Packs designed for travel are often soft suitcases with shoulder straps. They’re not intended for hillwalking and are often not very comfortable for long walks or stable on rough ground. The Peak Design Travel Backpack is an exception to this. I’ve used it on rough terrain and even for some easy scrambling and found it carries well and feels fine. It is heavy for a pack this size though and the price is quite high.

The quality of the pack is superb. Construction is excellent and the pack is made from tough fabric. I think it should prove very durable, which would justify the high weight and cost to some extent.

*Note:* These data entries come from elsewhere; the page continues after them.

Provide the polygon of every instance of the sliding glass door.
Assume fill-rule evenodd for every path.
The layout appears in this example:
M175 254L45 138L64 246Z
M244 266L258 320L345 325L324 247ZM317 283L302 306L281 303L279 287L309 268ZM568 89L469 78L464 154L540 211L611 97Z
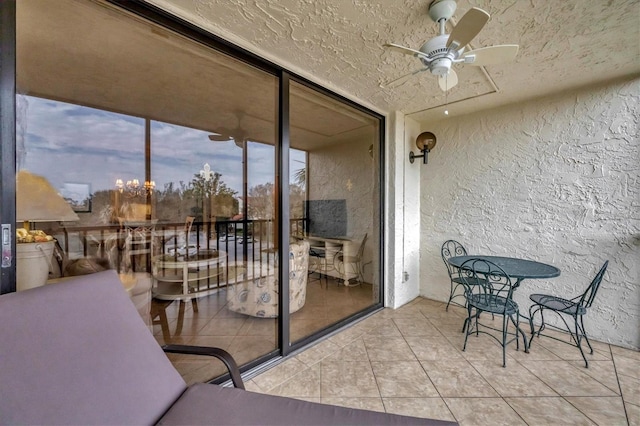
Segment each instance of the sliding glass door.
M282 70L207 34L88 0L21 0L16 21L18 291L114 269L159 343L245 369L380 306L380 117L293 82L282 140ZM62 209L34 215L45 196Z

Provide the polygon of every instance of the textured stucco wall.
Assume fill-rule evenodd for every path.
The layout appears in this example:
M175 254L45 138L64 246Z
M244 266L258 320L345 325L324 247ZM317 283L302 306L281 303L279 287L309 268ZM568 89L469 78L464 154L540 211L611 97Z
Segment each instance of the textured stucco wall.
M528 295L573 296L605 260L586 320L596 340L640 348L640 79L423 125L438 145L421 177L421 294L446 300L440 246L551 263Z
M420 165L408 161L420 125L400 112L391 114L387 124L386 198L390 213L385 221L389 232L385 305L398 308L420 294Z

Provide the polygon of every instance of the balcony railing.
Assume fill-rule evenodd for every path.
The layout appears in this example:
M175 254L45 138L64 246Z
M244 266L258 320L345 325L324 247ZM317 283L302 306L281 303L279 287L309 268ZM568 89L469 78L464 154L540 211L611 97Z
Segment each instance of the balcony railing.
M291 235L302 235L307 228L307 219L290 221ZM194 222L189 235L186 235L184 223L138 222L150 229L145 235L147 252L137 250L134 260L127 259L128 232L121 225L97 225L64 228L60 234L54 234L59 243L57 261L60 267L68 260L80 258L102 258L118 272L151 271L154 255L180 256L195 254L201 250L221 250L227 255L227 265L238 262L244 264L276 265L275 229L272 220L228 220L216 222ZM130 228L131 229L131 228ZM138 232L138 231L133 231ZM146 232L146 231L140 231Z

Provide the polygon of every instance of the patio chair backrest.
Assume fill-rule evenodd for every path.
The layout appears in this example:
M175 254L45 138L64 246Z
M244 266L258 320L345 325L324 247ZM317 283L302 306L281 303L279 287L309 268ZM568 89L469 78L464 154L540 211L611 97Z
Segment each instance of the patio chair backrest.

The design is unusual for a walkers pack and a little more complex than most travel packs. It’s panel-loading with a plethora of zips, fourteen in total. The main compartment can be accessed via zips on the front, the back, and each side. Another long zip on the front opens up expansion panels that increase the volume from 35 to 45 litres. A small zipped pocket on the top front is lined with soft fabric and designed for items like glasses. Behind the open-topped side pockets there are hidden zipped pockets designed for items like passports or wallets. Inside the pack there are two zipped pockets on the front panel and two more on a zip-out divider. The latter have zips on both sides and so can be accessed whether you open the pack from the front or back.

If the 45 litre capacity isn’t enough for all your gear or you have items too long to go inside such as trekking poles there are straps concealed in the front that can be attached to any of a dozen attachment loops.

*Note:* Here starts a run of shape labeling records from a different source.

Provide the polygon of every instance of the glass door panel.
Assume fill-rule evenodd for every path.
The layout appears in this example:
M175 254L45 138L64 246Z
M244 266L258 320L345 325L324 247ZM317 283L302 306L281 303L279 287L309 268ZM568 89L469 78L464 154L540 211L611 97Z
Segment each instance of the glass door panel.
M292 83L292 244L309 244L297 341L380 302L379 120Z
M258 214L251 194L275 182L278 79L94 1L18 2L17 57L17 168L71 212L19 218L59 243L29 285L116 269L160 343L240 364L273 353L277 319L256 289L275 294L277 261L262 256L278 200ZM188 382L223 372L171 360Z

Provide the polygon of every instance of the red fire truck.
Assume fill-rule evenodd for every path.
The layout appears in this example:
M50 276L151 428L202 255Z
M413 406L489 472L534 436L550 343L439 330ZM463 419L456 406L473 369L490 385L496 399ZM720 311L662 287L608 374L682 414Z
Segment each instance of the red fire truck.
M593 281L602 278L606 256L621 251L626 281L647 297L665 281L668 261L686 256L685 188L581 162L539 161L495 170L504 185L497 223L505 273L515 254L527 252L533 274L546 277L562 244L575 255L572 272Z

The shoulder straps and hipbelt are well-padded. The latter is quite narrow but adequate for a pack this size. Both can be stowed-away behind the rear padded panel when not needed.

In use I found the ease of access wonderful. Every item of gear was quickly accessible however I put down the pack. Nothing has to be unpacked to get at anything else. It’s a very functional design.

There’s nothing wrong with this pack for hillwalking other than the weight. I’m not sure anybody would buy it just for hiking, though if they do they’ll get a superb pack. I can see it as excellent as a combined travel and hiking pack. For a train journey round Europe with some walks along the way it would be excellent.